Why is there so much more confusion now that we have "better" tools?
Important to who? I use tools written in functional languages every single day.
>Many people claim many things but when it comes to empirical evidence. it turns out that imperative, stateful programming is still the best choice.
You don't see the obvious hypocrisy there?
Not if you're using Akka.
I could be wrong but based on your own article, that doesn't sound like a parallel task. Aren't parallel tasks already assigned work that don't conflict ala map reduce?
> "concurrency is dealing with inevitable timing-related conflicts, parallelism is avoiding unnecessary conflicts"
did I miss something?
Well with the actor model, it is less likely since you're supposed to be passing immutable messages around and you're not coordinating threads around locked resources.
>Concurrent threads (forkIO) will run in parallel
The simple example being say a webserver. You use forkIO to spawn a green thread per connection. This gets you concurrency. Now if you want parallelism, you simply tell the haskell runtime to multiplex those green threads over more than one OS thread. You don't have to change your code at all. The whole argument and terrible gift analogy seems to rely on redefining parallelism to mean "making sequential code parallel". I think most people are in fact thinking of making concurrent code parallel when they talk about wanting parallelism, like the webserver example.

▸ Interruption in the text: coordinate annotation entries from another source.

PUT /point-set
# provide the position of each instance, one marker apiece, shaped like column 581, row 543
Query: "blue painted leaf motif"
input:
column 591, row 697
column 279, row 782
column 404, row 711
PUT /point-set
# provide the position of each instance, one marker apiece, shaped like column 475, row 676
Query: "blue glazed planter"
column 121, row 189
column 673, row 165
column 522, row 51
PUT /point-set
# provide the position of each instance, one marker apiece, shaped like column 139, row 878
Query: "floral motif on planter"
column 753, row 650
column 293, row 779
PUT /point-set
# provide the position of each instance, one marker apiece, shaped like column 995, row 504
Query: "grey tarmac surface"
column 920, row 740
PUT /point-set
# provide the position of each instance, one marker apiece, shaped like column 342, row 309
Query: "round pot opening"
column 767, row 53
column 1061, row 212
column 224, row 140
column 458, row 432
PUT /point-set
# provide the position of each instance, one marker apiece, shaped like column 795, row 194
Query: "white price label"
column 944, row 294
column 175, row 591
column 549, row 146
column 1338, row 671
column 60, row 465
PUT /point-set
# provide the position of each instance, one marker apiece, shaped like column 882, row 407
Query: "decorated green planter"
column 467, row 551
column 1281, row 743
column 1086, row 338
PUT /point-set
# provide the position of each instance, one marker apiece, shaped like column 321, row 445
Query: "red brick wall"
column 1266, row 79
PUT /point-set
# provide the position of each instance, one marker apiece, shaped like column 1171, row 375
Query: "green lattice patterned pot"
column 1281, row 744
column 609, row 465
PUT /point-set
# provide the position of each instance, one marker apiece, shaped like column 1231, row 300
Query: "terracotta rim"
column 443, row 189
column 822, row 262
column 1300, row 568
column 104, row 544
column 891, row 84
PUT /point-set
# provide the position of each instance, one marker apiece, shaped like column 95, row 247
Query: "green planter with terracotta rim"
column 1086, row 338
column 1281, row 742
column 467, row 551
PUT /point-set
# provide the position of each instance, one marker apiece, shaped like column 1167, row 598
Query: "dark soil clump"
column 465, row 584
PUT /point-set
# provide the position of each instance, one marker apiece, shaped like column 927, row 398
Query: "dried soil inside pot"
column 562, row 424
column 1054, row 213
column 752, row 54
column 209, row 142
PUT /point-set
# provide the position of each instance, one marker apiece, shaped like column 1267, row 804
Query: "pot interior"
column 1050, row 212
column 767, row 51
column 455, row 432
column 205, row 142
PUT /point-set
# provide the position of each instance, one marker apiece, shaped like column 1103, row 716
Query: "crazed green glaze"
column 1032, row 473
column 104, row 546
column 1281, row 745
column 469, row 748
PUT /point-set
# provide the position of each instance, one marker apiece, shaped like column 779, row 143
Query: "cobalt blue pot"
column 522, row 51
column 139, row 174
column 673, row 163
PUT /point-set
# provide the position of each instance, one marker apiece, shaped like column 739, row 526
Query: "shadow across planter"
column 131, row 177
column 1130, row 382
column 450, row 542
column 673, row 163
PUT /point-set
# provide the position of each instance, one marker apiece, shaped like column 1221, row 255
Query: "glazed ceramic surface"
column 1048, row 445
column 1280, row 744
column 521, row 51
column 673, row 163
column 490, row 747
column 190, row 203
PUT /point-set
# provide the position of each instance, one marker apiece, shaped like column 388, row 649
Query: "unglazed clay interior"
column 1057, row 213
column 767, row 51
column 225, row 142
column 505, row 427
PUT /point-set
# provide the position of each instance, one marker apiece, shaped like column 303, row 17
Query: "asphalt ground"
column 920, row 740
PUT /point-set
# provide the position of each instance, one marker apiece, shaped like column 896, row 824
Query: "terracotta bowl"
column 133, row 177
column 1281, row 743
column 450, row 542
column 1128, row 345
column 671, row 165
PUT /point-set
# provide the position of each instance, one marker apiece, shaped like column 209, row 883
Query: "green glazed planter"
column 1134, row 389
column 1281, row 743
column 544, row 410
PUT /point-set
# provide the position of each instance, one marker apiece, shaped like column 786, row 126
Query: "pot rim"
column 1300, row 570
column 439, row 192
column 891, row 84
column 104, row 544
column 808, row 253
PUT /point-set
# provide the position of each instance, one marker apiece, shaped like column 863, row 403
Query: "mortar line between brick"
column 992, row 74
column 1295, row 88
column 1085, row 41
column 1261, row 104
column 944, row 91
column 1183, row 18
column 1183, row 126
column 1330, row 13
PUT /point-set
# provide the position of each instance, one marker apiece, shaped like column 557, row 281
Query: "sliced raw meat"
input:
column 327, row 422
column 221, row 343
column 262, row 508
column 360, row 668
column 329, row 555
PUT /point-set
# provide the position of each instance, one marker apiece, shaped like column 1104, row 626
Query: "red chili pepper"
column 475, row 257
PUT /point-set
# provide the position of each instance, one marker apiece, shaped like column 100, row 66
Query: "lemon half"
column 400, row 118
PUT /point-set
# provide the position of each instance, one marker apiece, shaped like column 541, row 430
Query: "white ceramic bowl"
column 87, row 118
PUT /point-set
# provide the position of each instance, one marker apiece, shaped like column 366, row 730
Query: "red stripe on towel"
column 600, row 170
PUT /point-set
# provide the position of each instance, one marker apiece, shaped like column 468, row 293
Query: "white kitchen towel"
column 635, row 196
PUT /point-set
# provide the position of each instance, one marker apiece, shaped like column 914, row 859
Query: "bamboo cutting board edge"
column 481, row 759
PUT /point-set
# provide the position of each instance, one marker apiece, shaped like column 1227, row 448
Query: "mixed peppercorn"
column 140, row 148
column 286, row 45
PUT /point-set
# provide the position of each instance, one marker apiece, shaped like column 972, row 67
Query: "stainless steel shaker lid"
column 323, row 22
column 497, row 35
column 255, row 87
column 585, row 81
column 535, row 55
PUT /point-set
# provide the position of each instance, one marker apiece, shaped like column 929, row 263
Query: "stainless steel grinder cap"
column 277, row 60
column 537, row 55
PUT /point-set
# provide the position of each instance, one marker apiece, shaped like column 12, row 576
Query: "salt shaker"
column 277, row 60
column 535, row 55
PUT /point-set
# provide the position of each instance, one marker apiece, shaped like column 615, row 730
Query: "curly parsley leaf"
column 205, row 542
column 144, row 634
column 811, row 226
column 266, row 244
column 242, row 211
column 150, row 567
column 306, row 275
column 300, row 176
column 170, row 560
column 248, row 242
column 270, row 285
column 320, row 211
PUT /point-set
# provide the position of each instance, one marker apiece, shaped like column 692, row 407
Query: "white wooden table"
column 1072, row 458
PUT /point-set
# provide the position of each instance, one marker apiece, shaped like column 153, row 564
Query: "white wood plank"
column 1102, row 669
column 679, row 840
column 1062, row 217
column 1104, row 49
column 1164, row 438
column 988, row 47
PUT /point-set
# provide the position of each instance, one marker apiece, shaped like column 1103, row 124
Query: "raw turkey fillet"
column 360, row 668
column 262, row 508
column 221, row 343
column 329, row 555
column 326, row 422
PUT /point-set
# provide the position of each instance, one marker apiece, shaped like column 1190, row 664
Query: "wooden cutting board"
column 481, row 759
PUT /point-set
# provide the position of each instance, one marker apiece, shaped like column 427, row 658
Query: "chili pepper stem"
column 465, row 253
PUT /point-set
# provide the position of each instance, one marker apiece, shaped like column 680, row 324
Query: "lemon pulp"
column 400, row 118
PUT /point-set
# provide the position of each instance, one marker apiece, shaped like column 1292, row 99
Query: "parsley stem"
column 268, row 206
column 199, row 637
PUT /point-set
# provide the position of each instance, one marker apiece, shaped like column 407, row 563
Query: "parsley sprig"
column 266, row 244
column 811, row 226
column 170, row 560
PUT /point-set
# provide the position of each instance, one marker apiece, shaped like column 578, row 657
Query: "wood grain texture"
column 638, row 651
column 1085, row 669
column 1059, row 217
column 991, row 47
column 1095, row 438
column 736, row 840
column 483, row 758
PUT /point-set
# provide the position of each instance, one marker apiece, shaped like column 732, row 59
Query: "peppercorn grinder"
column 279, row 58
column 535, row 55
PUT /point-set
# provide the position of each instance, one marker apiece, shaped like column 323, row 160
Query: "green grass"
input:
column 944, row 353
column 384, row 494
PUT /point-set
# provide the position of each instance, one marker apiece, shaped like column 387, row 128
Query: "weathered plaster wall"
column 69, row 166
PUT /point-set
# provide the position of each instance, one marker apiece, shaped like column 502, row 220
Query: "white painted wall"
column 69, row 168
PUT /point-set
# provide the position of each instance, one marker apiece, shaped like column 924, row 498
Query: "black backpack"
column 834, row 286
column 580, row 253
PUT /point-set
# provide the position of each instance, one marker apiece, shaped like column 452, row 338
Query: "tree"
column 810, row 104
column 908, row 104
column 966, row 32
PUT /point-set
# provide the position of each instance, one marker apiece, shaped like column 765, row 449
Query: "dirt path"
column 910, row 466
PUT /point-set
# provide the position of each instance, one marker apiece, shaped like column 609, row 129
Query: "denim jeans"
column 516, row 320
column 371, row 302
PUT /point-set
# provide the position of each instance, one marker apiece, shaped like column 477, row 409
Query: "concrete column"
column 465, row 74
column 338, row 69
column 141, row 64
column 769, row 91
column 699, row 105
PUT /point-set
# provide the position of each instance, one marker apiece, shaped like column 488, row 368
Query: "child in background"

From here: http://www.haskell.org/ghc/docs/7.0.3/html/users_guide/lang-...
"GHC implements some major extensions to Haskell to support concurrent and parallel programming. Let us first establish terminology:
* Parallelism means running a Haskell program on multiple processors, with the goal of improving performance. Ideally, this should be done invisibly, and with no semantic changes.
* Concurrency means implementing a program by using multiple I/O-performing threads. While a concurrent Haskell program can run on a parallel machine, the primary goal of using concurrency is not to gain performance, but rather because that is the simplest and most direct way to write the program. Since the threads perform I/O, the semantics of the program is necessarily non-deterministic.
GHC supports both concurrency and parallelism."
Finally, the part that I quoted in the article:
How isn't this "providing different tools for the two and recommending to use them in different situations" I don't know.
>If you're more interested in performance than non-determinism, learn about parallelism first."
First, not instead of.
>GHC implements some major extensions to Haskell to support concurrent and parallel programming
Yep, that really sounds like they require different tools, the way the mention them together as a single topic.
>GHC supports both concurrency and parallelism
And does so with the same tool: forkIO. Completely contrary to your claim that haskell is evidence that it requires separate tools. This is once again made very clear on a page you link to:
>Ordinary single-threaded Haskell programs will not benefit from enabling SMP parallelism alone: you must expose parallelism to the compiler. One way to do so is forking threads using Concurrent Haskell (Section 7.18.1, “Concurrent Haskell”), but the simplest mechanism for extracting parallelism from pure code is to use the par combinator
They are literally saying "use a higher level abstraction instead of rolling your own directly with concurrency constructs". This is the same advice that is always given when a higher level abstraction is available. It directly contradicts the claim that parallelism requires a different tool. It explicitly states that you can do it with the same tool.
"They provide forkIO as a basic tool to do both."
Computers provide bits to do both and then some. You can call the ensuing distinctions "matters of convenience" and not "requiring different things", of course.
Or you can read the code and see that it is quite literally an abstraction layer built on the same tool, not two different tools. That is like saying folds and recursion require different tools, and providing "haskell has both recursion and folds" as proof. Of course it does, but folds are simply an abstraction on top of recursion.